The Federal Reserve said a facility designed to purchase eligible corporate debt from investors will launch on May 12, bringing a key part of the U.S. central bank’s emergency coronavirus lending program online following weeks of anticipation.

The so-called Secondary Market Corporate Credit Facility will begin purchases of eligible exchange-traded funds invested in corporate debt on Tuesday, the New York Fed said Monday on its website. It was first announced in March and has played an important role in keeping financial markets relatively calm since then.

Another facility designed to buy debt directly from issuers -- the Primary Market Corporate Credit Facility -- will launch “in the near future,” according to the announcement.

The $44.6 billion iShares iBoxx $ Investment Grade Corporate Bond ETF rallied 0.8% after the market opened on Tuesday. The $21.3 billion iShares iBoxx High Yield Corporate Bond ETF climbed 0.5%.

Congress allocated $454 billion in equity to backstop the Fed loans as part of the more than $2 trillion economic relief package passed in March. The secondary market facility is the first Fed program using funds from the stimulus law to get going. Fed officials first announced the creation of the corporate credit facilities on March 23.

Treasury Backing

The New York Fed said the U.S. Treasury Department had made $37.5 billion of the $75 billion equity investment it will make in the special purpose vehicle established by the central bank to undertake the primary- and secondary-market credit facilities. Treasury Secretary Steven Mnuchin said earlier Monday he had sent the Fed money for the program.

The “preponderance of ETF holdings” will consist of those mainly exposed to U.S. investment-grade corporate bonds, with the remainder largely exposed to U.S. high-yield corporate bonds, the New York Fed announcement said.

Other factors being considered for eligible ETFs include the composition of investment-grade and non-investment-grade rated debt, the management style and the amount of debt held in depository institutions.

Bloomberg

BlackRock Agreement

The reserve bank also posted to its website the investment management agreement with BlackRock, the asset-management giant it’s retained to administer the program. The document offered more information on the strategy the Fed would pursue.

Corporate-debt buying, including via ETFs, will occur in three stages, according to the agreement: a “stabilization” phase, an “ongoing monitoring” phase, and a “reduction in support” phase.

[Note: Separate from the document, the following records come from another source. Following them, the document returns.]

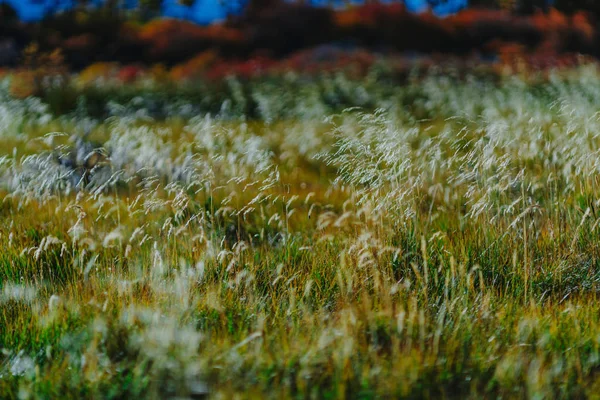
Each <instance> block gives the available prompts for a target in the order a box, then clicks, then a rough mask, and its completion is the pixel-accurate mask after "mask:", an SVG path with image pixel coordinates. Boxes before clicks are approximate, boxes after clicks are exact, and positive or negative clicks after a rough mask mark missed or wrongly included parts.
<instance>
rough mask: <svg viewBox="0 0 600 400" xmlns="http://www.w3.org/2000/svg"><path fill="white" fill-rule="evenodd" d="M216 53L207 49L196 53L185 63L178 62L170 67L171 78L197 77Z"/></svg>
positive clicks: (213, 60)
mask: <svg viewBox="0 0 600 400" xmlns="http://www.w3.org/2000/svg"><path fill="white" fill-rule="evenodd" d="M216 59H217V53H216V52H214V51H212V50H207V51H205V52H202V53H200V54H198V55H197V56H196V57H194V58H192V59H191V60H189V61H186V62H185V63H182V64H179V65H177V66H175V67H173V68H172V69H171V73H170V75H171V78H172V79H174V80H181V79H189V78H194V77H198V76H199V75H200V74H201V73H202V72H204V71H205V70H206V69H207V68H208V67H209V66H210V65H211V64H212V63H213V62H214V61H215V60H216Z"/></svg>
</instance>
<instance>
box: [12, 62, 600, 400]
mask: <svg viewBox="0 0 600 400" xmlns="http://www.w3.org/2000/svg"><path fill="white" fill-rule="evenodd" d="M323 79H324V82H328V83H329V84H330V85H335V84H336V83H335V82H336V81H335V80H333V79H334V78H331V80H329V81H328V80H327V79H329V78H327V79H325V78H323ZM336 79H338V81H337V84H340V83H339V78H336ZM343 83H344V85H347V90H348V91H350V92H352V91H353V90H354V91H358V90H359V88H360V87H361V85H364V84H365V83H364V82H352V81H344V82H343ZM310 85H311V83H307V86H310ZM369 85H371V86H370V87H376V83H372V82H371V83H369ZM257 87H259V88H260V86H257ZM246 89H248V88H246ZM309 89H310V87H308V88H307V89H306V90H309ZM257 90H258V89H257ZM323 90H324V91H327V90H330V89H327V87H326V85H325V86H324V87H323ZM248 91H249V92H250V94H251V95H254V98H259V97H260V96H262V97H260V99H261V103H260V104H262V105H261V107H262V109H261V110H260V112H259V113H258V118H254V119H252V120H250V119H245V118H238V117H235V118H233V117H231V116H228V117H227V118H225V117H223V116H222V115H221V116H215V117H212V118H211V117H210V116H198V117H195V118H191V119H190V118H184V117H182V116H180V115H174V116H171V117H169V118H166V119H161V120H158V119H152V118H148V115H147V114H146V113H145V112H143V111H142V112H140V113H137V111H136V112H132V111H131V110H129V111H126V112H125V111H124V112H123V113H122V114H121V115H118V116H113V117H111V118H109V119H107V120H98V119H93V118H90V119H89V120H87V121H85V124H84V123H83V122H82V121H83V120H84V119H85V118H84V116H82V115H66V116H52V115H50V114H48V113H46V111H43V110H42V111H43V113H42V114H44V113H45V114H44V115H43V116H41V117H40V116H39V115H38V116H34V113H33V111H31V110H29V109H27V108H26V105H25V104H24V103H22V102H21V101H18V100H14V99H10V98H9V97H6V98H4V97H3V98H2V99H3V101H4V102H5V103H6V109H7V110H8V111H6V113H5V114H3V115H2V116H3V119H2V122H1V124H2V125H0V126H2V134H3V135H4V137H5V138H6V140H5V141H4V142H3V143H4V144H5V145H4V146H3V148H2V149H1V152H2V156H3V158H2V163H1V167H0V168H1V170H0V176H1V177H2V193H1V197H2V199H3V201H2V203H1V207H0V215H1V217H2V218H1V220H0V221H1V222H0V248H1V249H2V252H1V254H0V282H1V283H0V348H1V349H2V352H1V353H0V397H2V398H17V397H20V398H48V397H57V398H58V397H60V398H124V397H127V396H129V397H131V398H138V397H146V398H170V397H184V398H185V397H190V398H200V397H202V396H212V397H216V398H231V397H233V396H235V395H237V396H239V397H255V398H265V397H272V398H305V397H311V398H343V397H349V398H376V397H384V398H388V397H428V398H441V397H455V396H458V397H474V398H480V397H490V398H492V397H494V398H495V397H504V398H512V397H517V398H520V397H535V398H546V397H548V398H554V397H592V396H593V395H595V394H596V393H597V392H598V390H599V389H600V386H599V384H598V383H597V380H598V379H597V377H598V371H599V367H600V336H599V335H598V332H600V305H599V304H600V303H598V301H597V300H598V295H597V292H598V289H599V288H600V285H599V282H600V264H599V263H598V260H599V256H600V246H599V245H598V243H600V233H599V232H598V225H599V223H598V221H600V215H599V214H598V213H599V212H600V211H599V210H598V208H599V207H600V203H599V202H598V196H597V191H598V181H597V178H596V176H597V173H598V172H599V170H600V161H599V158H598V154H599V150H600V137H599V136H598V134H597V132H600V119H599V117H598V113H597V104H599V103H598V99H600V76H599V75H598V74H597V72H596V71H595V69H594V68H592V67H586V68H580V69H579V70H577V71H569V72H568V73H564V74H555V75H551V76H550V78H549V79H548V80H545V81H532V80H526V79H518V78H503V80H500V81H499V82H492V81H491V80H486V79H484V78H467V79H465V80H460V81H459V80H456V79H449V78H446V77H444V76H439V75H435V74H432V75H431V76H429V77H426V78H425V79H423V80H419V81H414V82H409V83H407V84H406V85H405V86H402V87H400V86H399V87H396V88H386V90H385V91H382V92H381V93H371V94H370V96H371V99H372V103H373V104H374V105H375V106H376V107H375V108H374V109H366V108H364V109H354V110H347V111H345V112H341V113H338V114H334V112H333V111H334V110H332V109H330V108H328V107H325V106H324V105H323V103H319V100H318V99H313V100H314V101H313V100H311V101H313V103H310V102H307V103H306V104H304V106H303V107H309V108H308V109H307V110H308V111H306V110H305V111H306V112H307V113H309V112H310V113H312V114H311V115H312V117H310V118H303V115H302V113H304V112H305V111H302V112H300V111H298V110H299V109H296V110H295V111H293V112H292V111H290V112H289V115H287V118H280V117H281V116H282V111H281V110H280V109H278V108H277V107H275V106H274V105H273V104H276V103H277V99H278V98H279V97H278V96H279V94H277V93H274V94H272V97H269V96H268V94H265V93H266V91H264V90H263V91H262V92H260V93H258V92H256V93H255V92H252V89H251V88H250V89H248ZM382 93H385V95H384V94H382ZM259 95H260V96H259ZM264 96H266V97H264ZM408 99H411V100H410V101H409V100H408ZM28 101H29V102H30V103H31V104H33V103H32V102H35V101H34V100H28ZM237 101H241V100H240V99H238V100H237ZM299 101H300V100H299ZM36 104H37V103H36ZM140 104H142V105H143V104H144V102H143V101H141V102H140ZM311 104H313V106H314V108H310V106H311ZM38 106H39V107H41V108H42V109H43V105H38ZM27 107H29V106H27ZM269 107H274V108H269ZM338 111H339V110H338ZM27 116H31V118H28V117H27ZM268 116H275V117H277V118H275V117H273V118H271V117H268ZM255 117H256V115H255ZM77 138H79V141H78V140H77ZM15 148H16V150H15ZM100 148H101V149H100ZM80 153H81V154H80ZM96 153H98V154H101V155H102V156H101V157H100V156H98V158H97V162H94V163H92V162H91V161H89V160H90V158H89V156H90V154H96ZM65 160H66V161H65ZM91 164H93V165H91Z"/></svg>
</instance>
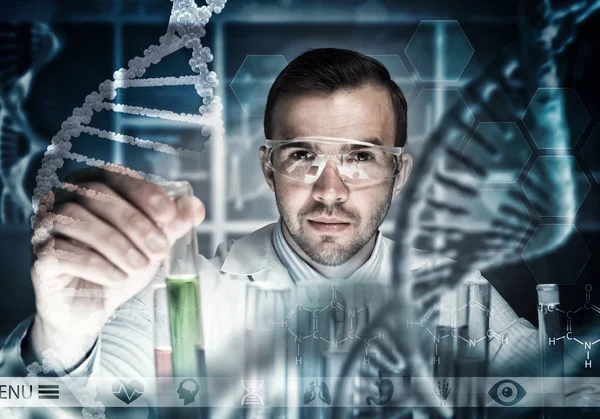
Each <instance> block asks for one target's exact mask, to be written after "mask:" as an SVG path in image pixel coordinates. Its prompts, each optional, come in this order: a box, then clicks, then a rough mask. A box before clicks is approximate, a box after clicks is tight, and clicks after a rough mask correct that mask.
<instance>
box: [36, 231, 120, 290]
mask: <svg viewBox="0 0 600 419" xmlns="http://www.w3.org/2000/svg"><path fill="white" fill-rule="evenodd" d="M37 255H38V260H37V261H36V262H35V264H34V267H33V269H34V273H35V274H36V275H37V277H38V278H39V279H40V280H42V281H43V280H45V279H52V278H57V277H60V276H61V275H68V276H71V277H74V278H81V279H84V280H86V281H88V282H91V283H94V284H98V285H103V286H106V287H114V286H117V285H119V284H120V283H122V281H123V280H125V279H126V277H127V276H126V274H125V273H124V272H123V271H121V270H120V269H119V268H117V267H116V266H115V265H113V264H112V263H110V262H109V261H107V260H106V258H104V257H103V256H101V255H100V254H98V253H97V252H96V251H94V250H93V249H90V248H87V247H85V246H83V245H81V244H78V243H77V242H74V241H69V240H68V239H63V238H57V239H51V240H49V241H48V242H47V243H46V244H45V245H44V246H42V247H40V248H39V249H38V250H37Z"/></svg>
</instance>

“Purchases will be focused on reducing the broad-based deterioration of liquidity seen in March 2020 to levels that correspond more closely to prevailing economic conditions,” the document said. It listed an array of metrics that would guide investments, including transaction costs, bid-ask spreads, credit spreads, volatility and “qualitative market color.”

“Once market functioning measures return to levels that are more closely, but not fully, aligned with levels that correspond to prevailing economic conditions, broad-based purchases will continue at a reduced, steady pace to maintain these conditions,” the document said.

The corporate credit facilities are among the nine emergency lending programs the Fed is rolling out to help cushion the blow to the U.S. economy from the pandemic and keep credit flowing. They mark a dramatic escalation of the central bank’s interventions in financial markets by stepping into corporate debt -- potentially including the purchase of some sub-investment grade securities -- for the first time since the 1950s.

More information on corporate bond purchases by the secondary and primary facilities is “forthcoming,” the New York Fed announcement said.